What happens in Vegas doesn’t always stay in Vegas—but what happens at The Goat never sees the light of day.
The man responsible for the hush-hush environment is the owner, Evan Macalister—The Goat’s been in his family for generations. When I slide onto the bar stool, he’s the stout, flannel-shirt-wearing bloke who puts a frothy pint in front of me.
I hold up my palm. “Step aside, Guinness—this is a job for whiskey.”
He grabs a bottle from behind the bar, pouring me a shot. “Rough day at the Palace, Your Highness?”
“They’re all I seem to have lately.” I bring the shot to my lips, tilt my head back, and swallow it down.
Most people drink to dull the senses, to forget. But the burn that singes my throat is a welcome pain. It makes me feel awake. Alive. It gives me focus.
I motion for another.
“Where’s Meg tonight?” I ask.
She’s Macalister’s daughter, and a former late-night rendezvous of my brother’s before he met little Olive. I’m not picky when it comes to women, I don’t mind seconds and there’s nothing sloppy about Meg—but I wouldn’t fuck her even if the world were ending. My one rule when it comes to the opposite sex is to not dip my wick anywhere remotely near where my brother’s has been.
That’s just disgusting.
Still, I’d rather be looking at her pretty face—and arse.

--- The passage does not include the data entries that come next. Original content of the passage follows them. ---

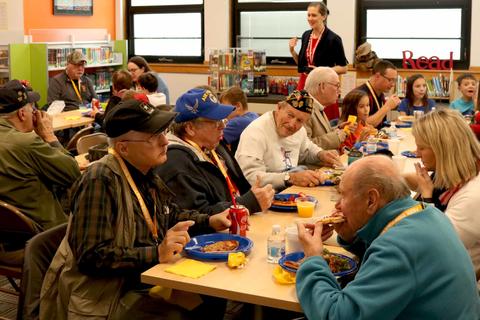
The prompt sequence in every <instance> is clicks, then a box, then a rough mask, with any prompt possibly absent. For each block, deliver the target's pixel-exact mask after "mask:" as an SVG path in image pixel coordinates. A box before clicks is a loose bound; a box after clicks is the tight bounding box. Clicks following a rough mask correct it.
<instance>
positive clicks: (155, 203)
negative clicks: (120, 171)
mask: <svg viewBox="0 0 480 320" xmlns="http://www.w3.org/2000/svg"><path fill="white" fill-rule="evenodd" d="M108 153H110V154H112V155H113V156H114V157H115V158H116V159H117V161H118V163H119V164H120V168H122V171H123V174H124V175H125V177H126V178H127V181H128V184H129V185H130V187H131V188H132V191H133V193H134V194H135V196H136V197H137V199H138V203H140V209H141V210H142V213H143V218H144V219H145V222H146V223H147V226H148V229H150V232H151V233H152V237H153V241H155V245H157V246H158V244H159V243H158V229H157V205H156V200H155V198H156V192H153V194H152V198H153V221H152V217H151V216H150V213H149V212H148V208H147V206H146V205H145V201H143V198H142V195H141V194H140V192H139V191H138V188H137V185H136V184H135V181H133V179H132V176H131V175H130V172H129V171H128V168H127V166H126V165H125V162H124V161H123V159H122V157H120V155H119V154H118V153H117V152H116V151H115V150H113V149H112V148H108Z"/></svg>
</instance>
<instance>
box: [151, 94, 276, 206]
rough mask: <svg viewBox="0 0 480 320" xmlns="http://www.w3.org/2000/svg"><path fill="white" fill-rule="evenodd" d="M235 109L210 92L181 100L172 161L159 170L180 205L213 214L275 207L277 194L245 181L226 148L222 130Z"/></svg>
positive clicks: (170, 141) (256, 184)
mask: <svg viewBox="0 0 480 320" xmlns="http://www.w3.org/2000/svg"><path fill="white" fill-rule="evenodd" d="M234 109H235V108H234V107H233V106H231V105H223V104H220V103H219V102H218V100H217V97H216V96H215V95H214V94H213V93H212V92H211V91H210V90H206V89H192V90H189V91H187V92H186V93H184V94H183V95H181V96H180V98H178V100H177V103H176V105H175V111H176V112H178V115H177V116H176V118H175V123H174V124H173V125H172V132H171V133H169V135H168V140H169V146H168V159H167V162H166V163H165V164H163V165H161V166H160V167H158V168H157V169H156V170H157V172H158V174H159V175H160V176H161V177H162V179H163V180H164V181H165V183H166V184H167V185H168V187H169V188H170V189H171V190H172V191H173V192H174V193H175V194H176V196H177V197H178V198H179V199H182V201H181V202H179V205H180V206H181V207H183V208H185V209H197V210H200V211H201V212H205V213H208V214H215V213H218V212H222V211H223V210H225V209H227V208H229V207H230V206H231V205H232V196H233V197H235V198H236V202H237V203H239V204H242V205H244V206H246V207H247V209H249V211H250V213H255V212H260V211H263V210H266V209H267V208H269V207H270V205H271V202H272V199H273V195H274V190H273V188H272V187H271V186H270V185H266V186H263V187H260V186H259V184H260V181H254V183H253V184H252V185H250V183H249V182H248V181H247V180H246V179H245V176H244V175H243V173H242V170H241V169H240V167H239V166H238V164H237V161H236V160H235V158H234V157H233V156H232V155H231V154H230V153H229V151H228V150H227V148H226V147H225V146H224V144H222V143H220V142H221V141H222V138H223V129H225V124H226V121H227V117H228V115H230V113H232V112H233V110H234Z"/></svg>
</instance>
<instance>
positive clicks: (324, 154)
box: [235, 90, 340, 190]
mask: <svg viewBox="0 0 480 320" xmlns="http://www.w3.org/2000/svg"><path fill="white" fill-rule="evenodd" d="M312 108H313V99H312V98H311V97H310V95H309V94H308V93H307V92H306V91H304V90H302V91H297V90H295V91H294V92H293V93H292V94H290V95H289V96H288V97H287V98H286V99H285V100H284V101H280V102H279V103H278V105H277V109H276V110H275V111H270V112H267V113H265V114H263V115H262V116H261V117H260V118H258V119H257V120H255V121H253V122H252V123H251V124H250V125H249V126H248V127H247V128H246V129H245V130H244V131H243V133H242V135H241V136H240V142H239V144H238V149H237V152H236V153H235V158H236V159H237V161H238V163H239V165H240V167H241V168H242V170H243V173H244V174H245V176H246V177H247V179H248V181H250V183H252V182H253V181H255V180H256V179H257V177H260V178H261V181H262V182H263V183H270V184H272V185H273V187H274V188H275V189H276V190H282V189H284V188H286V187H288V186H291V185H296V186H302V187H308V186H310V187H313V186H316V185H318V184H320V183H321V182H322V181H321V176H320V174H319V173H317V172H316V171H313V170H307V167H306V166H305V165H315V166H319V165H327V166H332V165H334V164H339V163H340V161H339V158H338V154H337V153H336V152H334V151H324V150H322V149H321V148H320V147H319V146H317V145H316V144H314V143H313V142H312V141H310V139H309V138H308V136H307V132H306V130H305V127H304V124H305V123H306V122H307V121H308V119H310V116H311V114H312Z"/></svg>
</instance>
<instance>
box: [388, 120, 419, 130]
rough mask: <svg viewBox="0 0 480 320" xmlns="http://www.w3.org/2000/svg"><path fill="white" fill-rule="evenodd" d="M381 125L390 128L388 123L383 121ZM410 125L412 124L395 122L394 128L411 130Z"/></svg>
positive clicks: (411, 122) (410, 125)
mask: <svg viewBox="0 0 480 320" xmlns="http://www.w3.org/2000/svg"><path fill="white" fill-rule="evenodd" d="M383 124H384V125H386V126H390V121H388V120H385V121H384V122H383ZM412 124H413V123H412V122H396V123H395V127H397V128H411V127H412Z"/></svg>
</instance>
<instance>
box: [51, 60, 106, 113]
mask: <svg viewBox="0 0 480 320" xmlns="http://www.w3.org/2000/svg"><path fill="white" fill-rule="evenodd" d="M86 63H87V58H86V57H85V56H84V55H83V53H82V52H81V51H72V52H71V53H70V54H69V55H68V56H67V67H66V68H65V72H62V73H60V74H58V75H56V76H55V77H53V78H51V79H50V83H49V85H48V94H47V103H48V105H50V104H51V103H52V102H53V101H55V100H62V101H65V109H63V111H69V110H75V109H78V108H79V107H80V106H82V105H86V104H87V103H90V102H92V99H93V98H95V99H97V98H98V97H97V93H96V92H95V90H94V89H93V83H92V81H91V80H90V79H89V78H88V77H87V76H86V75H85V74H84V73H85V64H86Z"/></svg>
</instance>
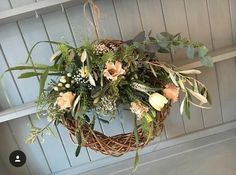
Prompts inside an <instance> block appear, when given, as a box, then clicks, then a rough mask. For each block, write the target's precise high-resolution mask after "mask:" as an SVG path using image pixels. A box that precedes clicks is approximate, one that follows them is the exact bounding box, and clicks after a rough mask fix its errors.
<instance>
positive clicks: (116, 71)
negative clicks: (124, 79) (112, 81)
mask: <svg viewBox="0 0 236 175" xmlns="http://www.w3.org/2000/svg"><path fill="white" fill-rule="evenodd" d="M103 73H104V76H105V77H106V78H107V79H110V80H112V81H115V80H117V77H118V76H119V75H123V74H124V73H125V70H124V69H122V63H121V62H119V61H116V63H115V64H114V63H106V69H105V70H104V72H103Z"/></svg>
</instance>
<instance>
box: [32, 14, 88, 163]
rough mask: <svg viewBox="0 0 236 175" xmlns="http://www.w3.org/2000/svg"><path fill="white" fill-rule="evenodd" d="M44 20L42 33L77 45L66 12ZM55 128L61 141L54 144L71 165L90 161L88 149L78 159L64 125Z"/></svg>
mask: <svg viewBox="0 0 236 175" xmlns="http://www.w3.org/2000/svg"><path fill="white" fill-rule="evenodd" d="M55 16H57V20H58V21H54V20H53V19H54V18H55ZM42 22H43V26H44V29H42V30H43V31H41V35H42V33H43V32H45V31H46V32H47V34H48V36H47V37H49V38H50V40H52V41H65V42H69V43H70V44H71V45H73V46H75V40H74V38H73V35H72V34H71V30H70V26H69V25H68V20H67V16H66V14H65V13H62V12H61V11H58V12H54V13H51V14H46V15H44V16H43V17H42ZM59 25H63V26H65V27H64V28H61V29H59V28H60V26H59ZM54 30H57V32H54ZM43 35H44V37H46V36H45V33H43ZM35 42H36V41H35ZM54 49H55V50H56V48H55V47H54ZM41 55H42V57H43V56H44V55H43V54H41ZM46 58H47V59H49V56H46ZM55 129H56V130H55V132H56V133H57V134H59V135H58V136H59V138H58V139H59V140H60V141H59V142H56V143H54V144H56V145H54V146H58V147H59V148H61V149H62V150H63V152H65V156H66V157H67V159H68V160H69V164H70V166H75V165H79V164H82V163H85V162H88V161H89V157H88V153H87V150H86V149H82V150H81V155H80V159H79V160H77V159H76V158H75V150H76V149H75V146H74V145H73V144H71V142H68V137H69V134H68V132H67V131H66V130H64V129H63V128H62V127H59V128H55ZM60 142H61V143H60ZM52 147H53V145H52ZM54 154H55V153H54ZM48 156H49V159H51V158H52V157H53V154H49V155H48ZM64 168H66V167H64Z"/></svg>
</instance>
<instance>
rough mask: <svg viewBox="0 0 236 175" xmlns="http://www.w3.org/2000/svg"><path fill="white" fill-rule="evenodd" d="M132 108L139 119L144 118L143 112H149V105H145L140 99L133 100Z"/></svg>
mask: <svg viewBox="0 0 236 175" xmlns="http://www.w3.org/2000/svg"><path fill="white" fill-rule="evenodd" d="M130 110H131V112H132V113H134V114H136V116H137V117H138V120H140V119H142V117H143V113H144V112H148V110H149V109H148V107H146V106H144V105H143V104H142V103H141V102H140V101H138V102H131V104H130Z"/></svg>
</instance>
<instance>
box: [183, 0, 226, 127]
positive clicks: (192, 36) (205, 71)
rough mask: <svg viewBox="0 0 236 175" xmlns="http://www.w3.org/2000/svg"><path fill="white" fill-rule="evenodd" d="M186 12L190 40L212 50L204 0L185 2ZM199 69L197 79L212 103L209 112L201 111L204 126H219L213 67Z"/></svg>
mask: <svg viewBox="0 0 236 175" xmlns="http://www.w3.org/2000/svg"><path fill="white" fill-rule="evenodd" d="M199 9H201V10H199ZM186 12H187V19H188V26H189V32H190V38H191V39H192V40H196V41H197V40H199V41H201V42H202V43H204V44H205V45H206V46H207V47H208V48H209V50H212V49H213V46H212V38H211V30H210V29H211V28H210V21H209V18H208V9H207V3H206V0H199V1H194V0H186ZM199 69H200V70H201V71H202V74H201V75H199V76H198V79H199V80H200V81H202V82H203V83H204V84H205V85H206V86H207V87H208V88H209V91H210V92H211V96H212V101H213V104H212V106H211V107H212V109H211V110H206V109H203V110H202V114H203V119H204V126H205V127H209V126H213V125H217V124H220V123H222V114H221V110H220V99H219V91H218V88H216V87H218V82H217V78H216V71H215V67H213V68H207V67H201V68H199Z"/></svg>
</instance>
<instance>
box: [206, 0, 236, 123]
mask: <svg viewBox="0 0 236 175" xmlns="http://www.w3.org/2000/svg"><path fill="white" fill-rule="evenodd" d="M208 8H209V16H210V24H211V29H212V37H213V48H214V49H219V48H222V47H227V46H230V45H232V44H233V36H232V24H231V20H230V19H231V18H230V10H229V9H230V7H229V3H228V1H220V0H214V1H212V0H208ZM216 70H217V77H218V82H219V91H220V99H221V108H222V114H223V121H224V122H227V121H230V120H235V119H236V115H235V113H236V109H235V99H236V93H235V87H236V79H234V78H226V77H232V75H235V74H236V67H235V58H233V59H230V60H226V61H223V62H219V63H216Z"/></svg>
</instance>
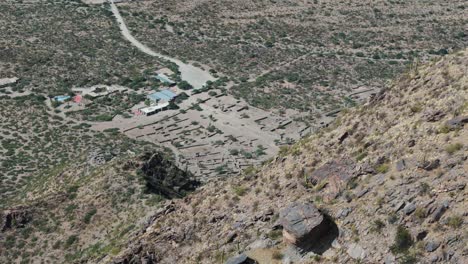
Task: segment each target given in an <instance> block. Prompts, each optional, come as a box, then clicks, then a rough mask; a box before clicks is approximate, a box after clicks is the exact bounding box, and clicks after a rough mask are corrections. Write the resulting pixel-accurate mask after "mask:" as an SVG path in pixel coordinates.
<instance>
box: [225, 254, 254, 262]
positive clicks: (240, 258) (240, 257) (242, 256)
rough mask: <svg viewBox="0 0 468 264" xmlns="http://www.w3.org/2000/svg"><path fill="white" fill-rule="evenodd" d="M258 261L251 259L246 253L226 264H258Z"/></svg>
mask: <svg viewBox="0 0 468 264" xmlns="http://www.w3.org/2000/svg"><path fill="white" fill-rule="evenodd" d="M256 263H257V261H255V260H253V259H251V258H249V257H248V256H247V255H246V254H245V253H242V254H240V255H237V256H234V257H231V258H229V259H228V260H227V261H226V264H256Z"/></svg>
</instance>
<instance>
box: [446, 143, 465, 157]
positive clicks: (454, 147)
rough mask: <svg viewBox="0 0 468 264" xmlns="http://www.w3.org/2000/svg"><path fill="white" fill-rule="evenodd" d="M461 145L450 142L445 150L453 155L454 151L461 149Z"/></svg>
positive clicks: (446, 147)
mask: <svg viewBox="0 0 468 264" xmlns="http://www.w3.org/2000/svg"><path fill="white" fill-rule="evenodd" d="M462 147H463V145H462V144H461V143H455V144H450V145H448V146H447V147H445V151H446V152H447V153H448V154H449V155H453V154H454V153H455V152H457V151H459V150H460V149H462Z"/></svg>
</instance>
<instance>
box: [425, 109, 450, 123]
mask: <svg viewBox="0 0 468 264" xmlns="http://www.w3.org/2000/svg"><path fill="white" fill-rule="evenodd" d="M444 116H445V113H444V112H442V111H440V110H429V111H426V112H424V113H423V118H424V120H426V121H427V122H437V121H439V120H441V119H442V118H443V117H444Z"/></svg>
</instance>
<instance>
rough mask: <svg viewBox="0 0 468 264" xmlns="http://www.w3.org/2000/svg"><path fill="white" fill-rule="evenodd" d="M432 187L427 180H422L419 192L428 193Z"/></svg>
mask: <svg viewBox="0 0 468 264" xmlns="http://www.w3.org/2000/svg"><path fill="white" fill-rule="evenodd" d="M430 189H431V186H429V184H427V183H426V182H422V183H421V184H420V185H419V194H420V195H424V194H427V193H429V191H430Z"/></svg>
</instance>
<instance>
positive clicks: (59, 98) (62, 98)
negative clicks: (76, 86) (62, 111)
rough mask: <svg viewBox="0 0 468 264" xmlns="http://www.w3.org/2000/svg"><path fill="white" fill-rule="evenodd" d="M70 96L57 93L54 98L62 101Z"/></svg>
mask: <svg viewBox="0 0 468 264" xmlns="http://www.w3.org/2000/svg"><path fill="white" fill-rule="evenodd" d="M70 98H71V96H69V95H57V96H55V97H54V100H55V101H59V102H63V101H65V100H67V99H70Z"/></svg>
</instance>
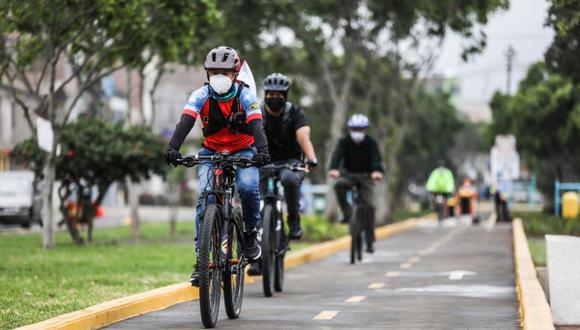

“She’s out with the lad she’s been seeing. Tristan or Preston or some other girl’s blouse name like that.” He pours a shot for himself, muttering, “He’s a useless bastard.”
“Aren’t we all?”
He chuckles. “That’s what the wife likes to remind me of. Accordin’ to her I was hopeless before she got her hands on me.”
I raise my glass. “To good women—may they never stop seeing us as we could be, and not what we are.”
“Amen.” He taps his shot glass to mine and we both drain our glasses.
“I’ll drink to that.”
This quip comes from a petite brunette who slips onto the stool beside me.
I can practically feel James, my light-haired, stalwart security shadow, watching us from his spot near the door. I’m used to security detail, it’s not new, but in the last year it’s gotten heavier, tighter—like a noose.